Mang Ador's Cove Camp Grounds
Mang Ador's Cove Camp Grounds

It took me almost four years to find myself back in Pundakit Zambales. Immediately I was astounded on how bustling and developed the town has become on this once sleepy fishing town. San Antonio capitol looks good and new, Pundakit has a nice plaza and a number of new resorts have popped up by this beach. This fishing village has totally been converted to one tourist hot spot. Large billboards boasting Anawangin and Capones Island are positioned to greet visitors and tour operators with boat rentals have also cropped up.

The beautiful stretch of white sand beach at Nagsasa Cove
The beautiful stretch of white sand beach at Nagsasa Cove

Allan, Oggie and I took the seas in pitch black darkness to be able to reach Nagsasa Cove at first light. Aside from our powerful beam lights, playful luminescent plankton clung to our outrigger boat as we sail through the waves and chilly morning wind. There was a gazillion stars above our heads with Venus strongly outshining the rest of them all.

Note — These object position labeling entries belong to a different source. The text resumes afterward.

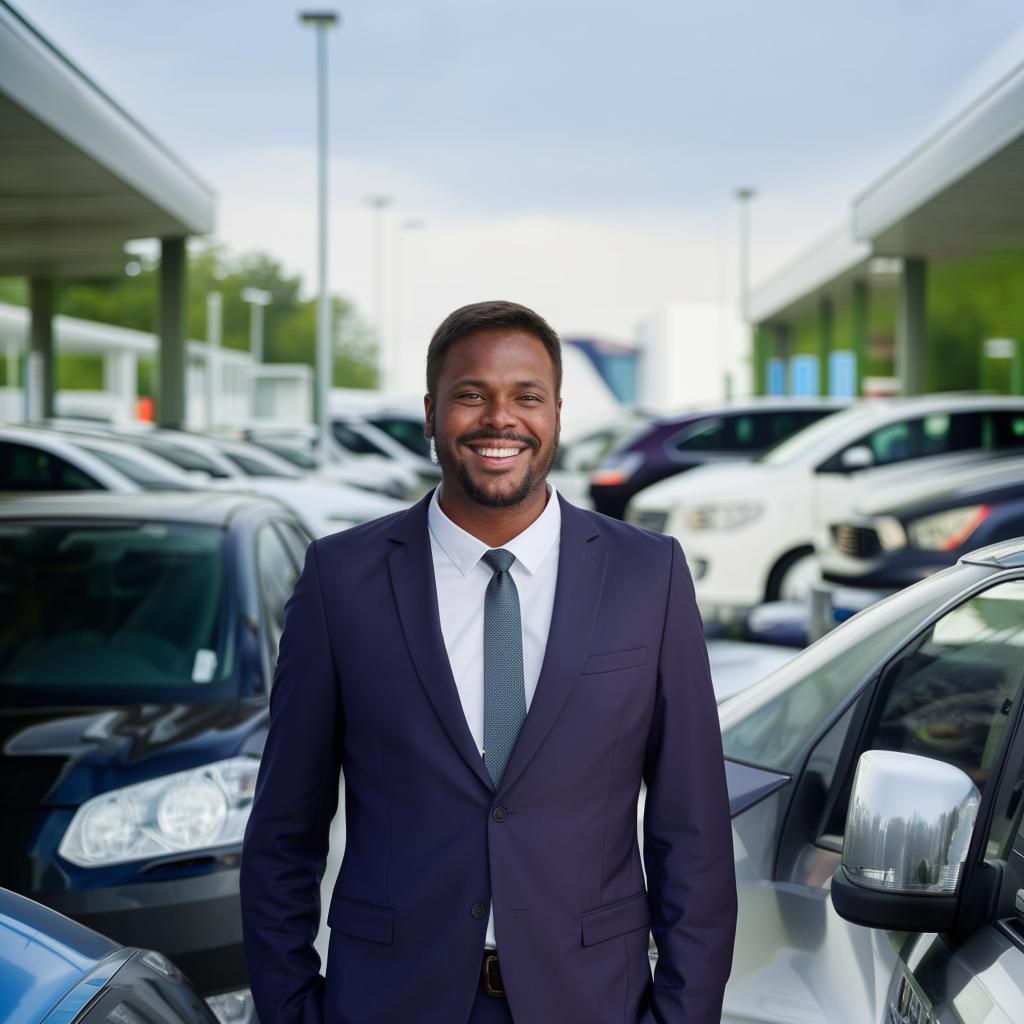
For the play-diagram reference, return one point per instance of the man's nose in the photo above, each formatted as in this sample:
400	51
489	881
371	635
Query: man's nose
499	414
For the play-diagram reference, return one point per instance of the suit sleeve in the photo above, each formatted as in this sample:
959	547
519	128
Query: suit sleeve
286	841
687	829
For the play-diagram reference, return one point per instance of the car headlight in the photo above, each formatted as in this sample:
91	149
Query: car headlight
188	810
890	532
725	516
947	530
616	469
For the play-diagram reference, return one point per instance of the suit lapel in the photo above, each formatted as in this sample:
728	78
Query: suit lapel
582	560
412	570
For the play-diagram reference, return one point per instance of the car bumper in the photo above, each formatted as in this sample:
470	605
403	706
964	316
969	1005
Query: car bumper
196	922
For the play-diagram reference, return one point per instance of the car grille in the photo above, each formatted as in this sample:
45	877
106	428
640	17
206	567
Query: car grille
857	542
649	519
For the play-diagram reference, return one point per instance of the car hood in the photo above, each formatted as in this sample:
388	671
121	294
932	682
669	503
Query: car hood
60	757
969	483
714	483
309	499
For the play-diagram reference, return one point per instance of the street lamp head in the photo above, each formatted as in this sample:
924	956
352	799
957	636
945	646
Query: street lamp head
320	18
256	296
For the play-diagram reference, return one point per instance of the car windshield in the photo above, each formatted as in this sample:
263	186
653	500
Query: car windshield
407	431
145	475
112	612
808	439
770	724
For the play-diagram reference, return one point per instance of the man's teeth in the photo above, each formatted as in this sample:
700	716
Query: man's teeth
499	453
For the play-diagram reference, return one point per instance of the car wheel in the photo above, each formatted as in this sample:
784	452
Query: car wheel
793	576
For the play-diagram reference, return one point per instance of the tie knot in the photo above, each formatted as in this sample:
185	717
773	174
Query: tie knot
499	559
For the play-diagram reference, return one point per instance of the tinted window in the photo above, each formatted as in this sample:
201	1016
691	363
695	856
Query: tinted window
251	466
743	432
276	572
949	695
352	440
26	468
771	723
296	539
183	457
141	473
407	432
124	612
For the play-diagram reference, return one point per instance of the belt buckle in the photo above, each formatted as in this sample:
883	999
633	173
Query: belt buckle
492	976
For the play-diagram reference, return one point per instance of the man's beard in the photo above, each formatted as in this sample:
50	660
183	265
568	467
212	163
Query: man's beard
535	474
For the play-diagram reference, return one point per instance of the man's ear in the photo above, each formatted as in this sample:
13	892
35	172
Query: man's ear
428	416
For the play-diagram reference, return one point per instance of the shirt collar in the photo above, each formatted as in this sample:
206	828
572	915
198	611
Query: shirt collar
530	547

Her luminousness draped our ocean path as if guiding our way to the cove. Sea water splashed unto us as we enter the cove bay and the winds turned to a freezing chill as we approach the shore. Manong Ador, the cove caretaker was there to greet us. We finally reached Nagsasa Cove.

A Child Spearfisher with his day's catch
A Child Spearfisher with his day's catch for their family's meal

It is at least twice as big as Anawangin and a river divides the cove in half. There are now two sides of Nagsasa Cove in just a short span of time. Mang Ador’s part of the cove is quiet, clean, and has a close to nature feel. While the other side is becoming an unpleasant tent city. While exploring the river side on the opposite cove that morning, the natural hymn of nature was shattered by the blaring music from a generator powered karaoke machine. It seems that some Aetas sold their land rights to a foreigner who are now threatening to build concrete structures on their side of the cove. It’s a disheartening development and I went back to Mang Ador’s Cove where the noise doesn’t stretch as far.

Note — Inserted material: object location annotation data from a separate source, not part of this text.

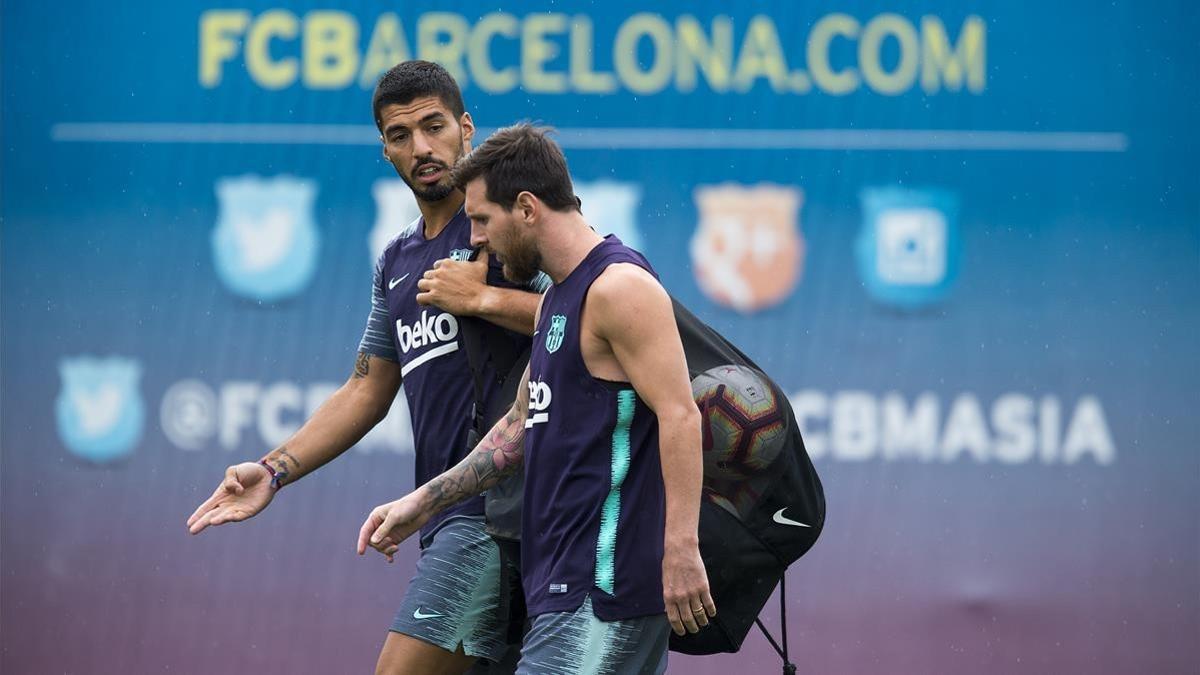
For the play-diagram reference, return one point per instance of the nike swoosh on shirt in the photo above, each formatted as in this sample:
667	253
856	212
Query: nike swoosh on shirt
779	518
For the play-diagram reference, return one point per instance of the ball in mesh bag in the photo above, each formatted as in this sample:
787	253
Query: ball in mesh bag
743	428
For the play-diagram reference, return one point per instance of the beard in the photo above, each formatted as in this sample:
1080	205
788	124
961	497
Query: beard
439	190
522	261
435	192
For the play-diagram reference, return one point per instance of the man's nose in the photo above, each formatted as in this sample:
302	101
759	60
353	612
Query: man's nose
421	145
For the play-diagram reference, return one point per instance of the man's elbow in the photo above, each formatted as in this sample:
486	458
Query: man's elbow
684	417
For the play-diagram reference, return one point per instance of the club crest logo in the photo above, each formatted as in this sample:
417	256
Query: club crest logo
100	412
909	246
556	333
265	242
396	213
748	251
611	208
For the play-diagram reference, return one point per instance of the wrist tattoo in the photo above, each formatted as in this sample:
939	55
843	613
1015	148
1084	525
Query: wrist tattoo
497	457
279	459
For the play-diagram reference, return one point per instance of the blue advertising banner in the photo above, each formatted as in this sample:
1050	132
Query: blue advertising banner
965	238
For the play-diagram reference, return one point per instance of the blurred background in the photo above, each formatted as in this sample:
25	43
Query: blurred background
964	236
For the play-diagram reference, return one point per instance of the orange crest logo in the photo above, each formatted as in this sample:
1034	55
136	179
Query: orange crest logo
748	250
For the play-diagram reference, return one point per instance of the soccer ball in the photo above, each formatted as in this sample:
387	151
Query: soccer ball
743	429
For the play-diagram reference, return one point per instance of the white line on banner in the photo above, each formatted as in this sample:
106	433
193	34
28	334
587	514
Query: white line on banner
633	138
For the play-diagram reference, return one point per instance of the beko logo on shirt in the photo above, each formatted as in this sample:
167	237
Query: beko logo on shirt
427	330
539	402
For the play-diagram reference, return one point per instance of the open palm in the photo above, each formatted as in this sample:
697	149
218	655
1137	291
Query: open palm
245	491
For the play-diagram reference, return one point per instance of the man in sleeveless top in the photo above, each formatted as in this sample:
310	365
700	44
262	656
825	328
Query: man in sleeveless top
604	425
424	290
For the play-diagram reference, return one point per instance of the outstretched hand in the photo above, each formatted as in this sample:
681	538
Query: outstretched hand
245	491
390	524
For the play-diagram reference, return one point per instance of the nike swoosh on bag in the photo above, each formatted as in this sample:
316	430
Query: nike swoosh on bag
779	518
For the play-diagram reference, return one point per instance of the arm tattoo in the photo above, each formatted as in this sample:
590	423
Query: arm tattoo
497	457
363	365
279	459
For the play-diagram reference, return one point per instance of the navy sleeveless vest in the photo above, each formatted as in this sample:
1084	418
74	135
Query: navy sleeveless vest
594	505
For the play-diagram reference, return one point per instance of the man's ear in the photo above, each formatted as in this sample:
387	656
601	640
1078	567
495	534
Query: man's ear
468	130
528	207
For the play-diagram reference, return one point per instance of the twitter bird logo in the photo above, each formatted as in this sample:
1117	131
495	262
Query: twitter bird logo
100	412
265	242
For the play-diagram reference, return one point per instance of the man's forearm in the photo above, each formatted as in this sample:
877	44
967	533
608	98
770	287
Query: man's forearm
679	451
509	308
337	424
497	457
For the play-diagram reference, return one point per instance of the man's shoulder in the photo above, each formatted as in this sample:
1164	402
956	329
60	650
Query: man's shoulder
396	243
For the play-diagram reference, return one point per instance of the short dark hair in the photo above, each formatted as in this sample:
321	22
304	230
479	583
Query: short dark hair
517	159
409	81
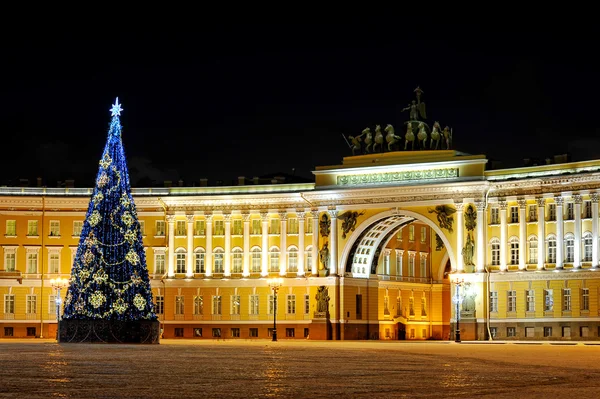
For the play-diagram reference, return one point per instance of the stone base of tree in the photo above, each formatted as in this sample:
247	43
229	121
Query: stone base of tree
110	331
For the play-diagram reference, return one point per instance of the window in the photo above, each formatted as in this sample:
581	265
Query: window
235	304
54	228
585	299
217	304
254	304
77	227
160	304
530	304
566	299
511	303
32	228
9	303
179	305
514	214
494	301
31	304
180	228
160	228
11	228
198	305
291	304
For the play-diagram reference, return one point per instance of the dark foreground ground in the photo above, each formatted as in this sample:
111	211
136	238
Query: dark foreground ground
298	369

A higher vantage point of the cove
A higher vantage point of the cove

Time passed quickly that morning and I was on the hammock doing nothing but sleep after a short exploration of the area. We were mostly catching up on lost Zzz and didn’t realize it was almost noon. Our two other companions, Raize and Em arrived and caught up with us for lunch.

Young fishermen tending their nets
Young fishermen tending their nets

Afternoons were spent exploring the nearby areas of the cove. Sharing shooting tips and capturing the tranquility of the cove till sunset. Despite droves of boats heading to the other side of the cove, ours remain relaxed and comfortably spaced from the few groups who chose this side. We got time to take a dip and refresh by the shallow river then shoot scenes of fishermen tending nets, climbing a low cliff for a view of the cove then capturing the wondrous rugged seascape under the fiery sunset light.

The fiery sunset sky at Nagsasa
The fiery sunset sky at Nagsasa

I realized how I missed camping out that night. I guess it’s the sharing of chores, or cooking together under the not so bright headlamps and sharing stories over dinner and snacks makes it all worth while. I took the hammock again to sleep completely covered with my malong, arafat and titanium jacket. It was still freezing cold with the wind chill blowing from the cove to the sea that night. I was expecting the summer heat but it felt like I was in Baguio with this weather. I snugged in and got comfortable with an earth-pad behind my back. I was able to catch some sleep and be ready for another exciting day at Nagasasa.